Once analog audio is converted to digital by an ADC, we often want to store it to play back later. There’s two things we need to know about our ADC in order to make use of the audio: the sample rate, and bit depth. When storing digital audio, we usually like to store this “metadata” along with the raw sample data itself. (We might also be interested in other information, like when it was recorded, how many channels were recorded and so on. All that info is considered part of the metadata as well.)

Ideally, we’d like to store the sample data and metadata in a single file, so it can be easily moved around in one piece. Many file formats put the metadata at the beginning of the file, often in a “header” (See Fig 1), and the rest of the file is often filled with the raw sample data, so this is called the “body”. A variety of file formats exist that follow this general premise, including AIFF, CAF, WAV, RF64 and WAV64. Over the years, other styles have been tried (such as the Sound Designer II format, which split the raw and metadata into two “forks” of a file, a filesystem feature only used on the original Mac OS as far as I know), but the header/body style has stuck.

Fig 1: A simplified view of a typical audio file, often thought of as having two parts: a metadata “header”, and the raw audio.
Fig 1: A simplified view of a typical audio file, often thought of as having two parts: a metadata “header”, and the raw audio.

While the header/body model is correct for some formats, it can be an oversimplification for others. It’s more accurate to think of a file in “chunks”, each of which may contain some or all the metadata or the raw sample data, like in Fig 2. In most formats, there are some restrictions about the order of the chunks. eg, you typically must put the sample rate and bit depth before the sample data. Most file formats also start with some sort of “preamble”, which might contain a file type “signature”, such as the four characters AIFF or WAVE, so that the file type can be identified even if the extension is missing or incorrect. It’s possible to skip over chunks that are not understood, so you can write software that can read the file even if it doesn’t understand all the chunks. This allows these formats to be somewhat extensible while still being backwards compatible.
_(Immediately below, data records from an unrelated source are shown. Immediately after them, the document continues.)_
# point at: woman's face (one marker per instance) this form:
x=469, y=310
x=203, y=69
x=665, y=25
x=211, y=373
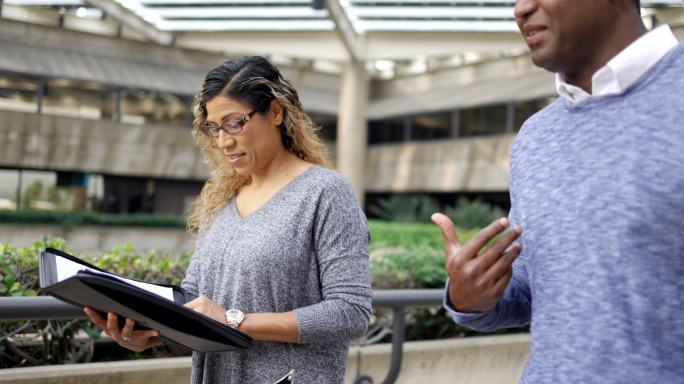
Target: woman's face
x=254, y=148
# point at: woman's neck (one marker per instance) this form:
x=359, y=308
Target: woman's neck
x=282, y=168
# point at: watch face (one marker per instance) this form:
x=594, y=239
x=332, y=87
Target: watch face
x=235, y=315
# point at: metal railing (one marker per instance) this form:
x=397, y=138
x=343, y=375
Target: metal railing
x=49, y=308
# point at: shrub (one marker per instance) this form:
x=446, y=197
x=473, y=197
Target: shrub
x=405, y=208
x=473, y=214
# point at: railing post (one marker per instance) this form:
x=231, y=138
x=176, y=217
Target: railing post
x=398, y=331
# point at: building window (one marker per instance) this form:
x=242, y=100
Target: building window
x=431, y=126
x=480, y=121
x=388, y=131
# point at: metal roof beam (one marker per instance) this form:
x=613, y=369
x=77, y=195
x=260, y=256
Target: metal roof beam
x=131, y=20
x=352, y=40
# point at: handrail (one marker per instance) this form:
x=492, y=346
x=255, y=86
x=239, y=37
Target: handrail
x=49, y=308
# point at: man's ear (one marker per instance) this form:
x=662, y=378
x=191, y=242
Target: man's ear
x=276, y=112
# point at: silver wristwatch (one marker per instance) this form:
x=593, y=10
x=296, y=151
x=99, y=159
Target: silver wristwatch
x=234, y=317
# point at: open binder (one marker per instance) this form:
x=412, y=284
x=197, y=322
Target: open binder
x=155, y=306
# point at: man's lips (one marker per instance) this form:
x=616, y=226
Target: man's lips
x=533, y=33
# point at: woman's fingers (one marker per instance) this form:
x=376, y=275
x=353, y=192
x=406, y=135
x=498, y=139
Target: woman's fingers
x=95, y=318
x=113, y=329
x=127, y=331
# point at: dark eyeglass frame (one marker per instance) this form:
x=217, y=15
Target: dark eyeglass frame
x=231, y=128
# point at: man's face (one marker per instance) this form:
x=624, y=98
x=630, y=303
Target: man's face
x=564, y=35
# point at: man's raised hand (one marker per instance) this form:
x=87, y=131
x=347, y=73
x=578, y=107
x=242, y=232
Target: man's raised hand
x=478, y=277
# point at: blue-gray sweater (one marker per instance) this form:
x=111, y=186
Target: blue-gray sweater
x=598, y=188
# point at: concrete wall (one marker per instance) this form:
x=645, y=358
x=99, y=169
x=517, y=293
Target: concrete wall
x=70, y=144
x=476, y=164
x=90, y=239
x=478, y=360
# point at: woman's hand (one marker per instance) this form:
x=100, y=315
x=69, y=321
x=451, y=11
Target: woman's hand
x=208, y=308
x=127, y=337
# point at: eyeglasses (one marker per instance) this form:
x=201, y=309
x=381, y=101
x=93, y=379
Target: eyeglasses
x=232, y=124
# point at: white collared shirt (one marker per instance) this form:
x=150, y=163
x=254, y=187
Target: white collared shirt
x=623, y=69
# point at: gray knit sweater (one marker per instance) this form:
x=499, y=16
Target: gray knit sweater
x=598, y=188
x=306, y=249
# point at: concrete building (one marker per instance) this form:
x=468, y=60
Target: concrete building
x=95, y=95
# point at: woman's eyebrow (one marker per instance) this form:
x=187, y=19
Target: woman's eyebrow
x=223, y=118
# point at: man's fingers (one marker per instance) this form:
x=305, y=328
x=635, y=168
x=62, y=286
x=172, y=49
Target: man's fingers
x=496, y=251
x=448, y=231
x=503, y=264
x=473, y=247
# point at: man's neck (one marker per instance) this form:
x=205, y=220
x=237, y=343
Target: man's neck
x=582, y=75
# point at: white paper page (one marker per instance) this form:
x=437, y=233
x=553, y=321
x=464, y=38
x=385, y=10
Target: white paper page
x=67, y=268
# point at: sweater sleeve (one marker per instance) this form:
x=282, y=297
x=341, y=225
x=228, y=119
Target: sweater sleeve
x=514, y=309
x=341, y=240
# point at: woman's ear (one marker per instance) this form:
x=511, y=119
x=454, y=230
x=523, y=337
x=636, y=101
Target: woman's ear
x=276, y=113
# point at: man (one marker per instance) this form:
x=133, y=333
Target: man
x=597, y=183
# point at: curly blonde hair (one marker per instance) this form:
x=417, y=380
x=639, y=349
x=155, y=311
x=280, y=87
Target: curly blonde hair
x=255, y=82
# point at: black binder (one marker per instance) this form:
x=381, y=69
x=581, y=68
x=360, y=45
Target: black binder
x=104, y=291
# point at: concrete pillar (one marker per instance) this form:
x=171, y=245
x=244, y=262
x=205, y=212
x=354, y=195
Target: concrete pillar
x=352, y=127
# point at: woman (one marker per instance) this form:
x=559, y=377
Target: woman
x=282, y=239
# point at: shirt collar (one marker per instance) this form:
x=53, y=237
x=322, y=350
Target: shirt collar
x=625, y=68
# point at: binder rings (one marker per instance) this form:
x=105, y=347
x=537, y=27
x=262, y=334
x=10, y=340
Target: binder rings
x=155, y=306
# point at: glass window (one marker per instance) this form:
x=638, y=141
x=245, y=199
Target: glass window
x=431, y=126
x=488, y=120
x=387, y=131
x=18, y=93
x=525, y=109
x=143, y=107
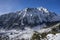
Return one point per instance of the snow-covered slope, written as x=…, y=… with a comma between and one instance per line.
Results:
x=29, y=17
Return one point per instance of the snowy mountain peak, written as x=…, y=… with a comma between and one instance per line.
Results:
x=43, y=9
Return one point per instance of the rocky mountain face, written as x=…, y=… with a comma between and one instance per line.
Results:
x=29, y=17
x=36, y=24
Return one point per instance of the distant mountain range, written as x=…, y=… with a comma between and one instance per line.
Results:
x=29, y=17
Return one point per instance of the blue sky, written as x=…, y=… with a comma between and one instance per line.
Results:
x=16, y=5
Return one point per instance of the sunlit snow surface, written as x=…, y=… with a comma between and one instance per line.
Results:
x=26, y=34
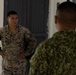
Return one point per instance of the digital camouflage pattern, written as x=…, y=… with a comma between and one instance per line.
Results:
x=21, y=40
x=56, y=56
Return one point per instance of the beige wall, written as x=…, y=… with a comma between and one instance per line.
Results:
x=52, y=10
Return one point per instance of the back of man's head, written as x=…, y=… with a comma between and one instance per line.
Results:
x=11, y=13
x=66, y=13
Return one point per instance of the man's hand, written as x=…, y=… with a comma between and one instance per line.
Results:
x=21, y=56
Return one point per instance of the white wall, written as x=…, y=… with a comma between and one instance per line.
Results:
x=1, y=25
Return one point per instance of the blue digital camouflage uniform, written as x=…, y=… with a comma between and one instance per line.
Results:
x=55, y=56
x=21, y=40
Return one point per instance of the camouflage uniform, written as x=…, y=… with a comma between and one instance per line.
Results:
x=55, y=56
x=21, y=40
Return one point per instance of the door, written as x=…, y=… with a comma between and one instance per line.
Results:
x=33, y=14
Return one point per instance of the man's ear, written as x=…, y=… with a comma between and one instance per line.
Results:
x=55, y=19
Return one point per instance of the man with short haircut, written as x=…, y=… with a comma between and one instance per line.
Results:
x=18, y=46
x=57, y=55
Fig 2: a typical audio file is made up of “chunks”, some of which contain metadata and some of which contain raw sample data.
Fig 2: a typical audio file is made up of “chunks”, some of which contain metadata and some of which contain raw sample data.

Because all major audio file types store both the raw sample data and information about the format of that data, they can all store the raw audio data in multiple formats. So, for example, the WAVE format supports a variety of bit depths and sample rates. Because there are multiple file types that can handle multiple raw data types, we need to distinguish between the file format (sometimes called the “container” format) and the sample format (sometimes called the “encoding” or “CODEC”).

Container Formats and Encodings

A lot of folks think that some container formats store data more accurately or in some way better than others, and that, therefore, some container formats are better than others, leading to the myth that WAV files sound better than AIFFs (or the also incorrect myth that AIFFs sound better than WAV files). However, the truth is, as long as the encodings are the same, the quality will be identical regardless of the container format. This is because all the data needed to represent the original sequence of numbers is preserved in either case.

Of course, an 8-bit AIFF file will sound worse than a 16 bit WAV file, but that has nothing to do with the limitations of the file format (the container); it has to do with the format of the raw audio (the encoding).

Why are there all these different formats? Historically, different vendors have come up with different ways to store the data, and made choices that suited them. For example, the AIFF format comes from Apple, who wanted a format where the raw number format matched their (at the time) big-endian CPUs, while Microsoft developed the WAV format which matched their little-endian CPUs. Newer formats like CAF, Wav64 and RF64 have come along for a variety of reasons, for example, to support more channels, or larger files sizes or new types of metadata.

Compressed Data Formats

You might be wondering about other containers, like MP3 and M4A, that are popular as consumer formats. MP3 and M4A are container formats, but they have a limited number of encodings they support. Notably, they don’t support raw audio data so they will never preserve audio as accurately as AIFF and WAV. To store data in these containers, it is necessary to compress the audio in an irreversible way, which unfortunately changes the sound quality. Because of the quality loss, these formats are rarely used in audio production (they are also slower to decode and more difficult to seek to arbitrary points, which also makes them bad for music production).

Some formats, like MOV, support a huge range of encodings including both compressed and uncompressed encodings. This flexibility is nice, but it can lead to confusion when your file reader supports some but not all of the encodings, or you are trying to ensure a specific encoding.

Fig 3: MP3 files contain parts that are designed to work even when the file is broken up.
Fig 3: MP3 files contain parts that are designed to work even when the file is broken up.

As a side note: not all formats have all the raw data in one chunk. The MP3 container, for example, is a pretty unusual format. Because it’s designed for multiple uses – not just storing on a computer – the designers made a different choice about how to structure the format from the typical header/body format described above (Fig 3). In the case of streaming audio, the file might be broken into pieces, so the designers of MP3 decided to break the container into “frames” with the complete metadata of the file duplicated in each frame. Theoretically you can jump in anywhere in the stream and pickup the metadata, without needing the live stream to start over.